I’m a shameless purveyor of lessons learned by eavesdropping.
A few days ago, I sat in a coffee shop and heard a young man on the phone with his mother, prompting me to send a note to a friend whose son, of the same name as the boy in the store, died several years ago. Later, two women sat at the bar above me sharing a dessert. Neither weighed more than a hundred pounds; either could probably stand to have eaten a whole portion. Nevertheless, they took delicate bites from opposite sides of the same small treat and gossiped while I kept an ear turned to their conversation.
One said, She gets so wrapped up in everything. The other nodded. Yeah, I know. I mean, she takes single-minded focus to new heights.
Just like that, time tore my heart back to the sight of my mother sitting beside a hospital bed. Under an oxygen tent on that bed, her own mother’s chest rose and fell, struggling for air. My mother’s eyes kept downward, to an embroidery hoop in her lap. She pulled each stitch through with extraordinary care. Once in a while, she dropped the work into a bag next to her chair. She’d stand, lean over my grandmother, and study her face. She’d whisper, Hang on, hang on, hang on. Then she’d fall back, pick up the fabric in its metal hoop, and continue where she had stopped.
After my mother died, years later, I found the piece in a drawer of her vanity still in its hoop. I opened the hoop, slid the fabric out, and studied my mother’s stitches. Then I steamed and framed it. It’s been with me ever since. It hangs here at Angel’s Haven. You can still see the mar left by the hoop. It reminds me of my mother, sitting at my grandmother’s side for hours on end, willing her to live.
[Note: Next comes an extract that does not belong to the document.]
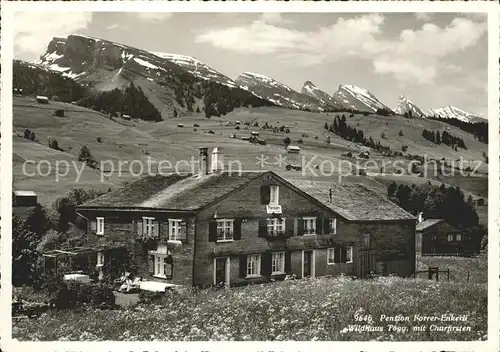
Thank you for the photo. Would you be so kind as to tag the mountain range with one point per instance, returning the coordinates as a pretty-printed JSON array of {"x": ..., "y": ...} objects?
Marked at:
[{"x": 181, "y": 82}]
It took only a few minutes for me to recall another time when I witnessed such single-minded focus.
In 1981, Bradley Boan marched into Kansas University Medical Center’s emergency room, murdered a patient’s mother and a doctor, and fled. The jarring sound of shotgun blasts drove everyone else present into rooms, under counters, behind walls, and beneath chairs.
In a treatment room, a group of us huddled where the SWAT team had directed us to hide while they completed their search. On one side of the room, my friend Joyce and I helped a young mother calm her baby. I fiddled with the bracelet bearing my name and date of birth, straining against the pain in my side which had brought me to the ER that night. Across from me, a man in a white lab coat sat on the floor with his back against a wall. He balanced a chart on his knees, clutching a pen in his left hand. I watched as he wrote, presumably recording treatment, possibly mine. He’d finish one chart, put it on his right, and lift another from a pile on the left.
The entire time, tears streamed down his cheeks. He seemed unaware of them, steadfastly doing his job notwithstanding his certain knowledge that a colleague’s body lay under a blood-stained sheet just a few feet away.
I finished my coffee and left the shop before any of the people whose conversations had intrigued me. As I drove from Lodi back to the Delta Loop on which I live, swans, cranes, and geese flew overhead, flocks on migratory trips. They spend time in the marshes on the islands of the Loop. They return each year. I’m told one particular crane regularly lands on the marina across from my park. He studies the diners on the deck. No one bothers the bird, and eventually, he resumes his journey. He comes back every year, staring at those who dine outside, not bothering anyone, just watching while he rests. When I hear this story, I cannot suppress my unexpected envy and admiration for that crane’s persistence, however instinctive it might be.
It’s the fourth day of the fiftieth month of My Year Without Complaining. Life continues.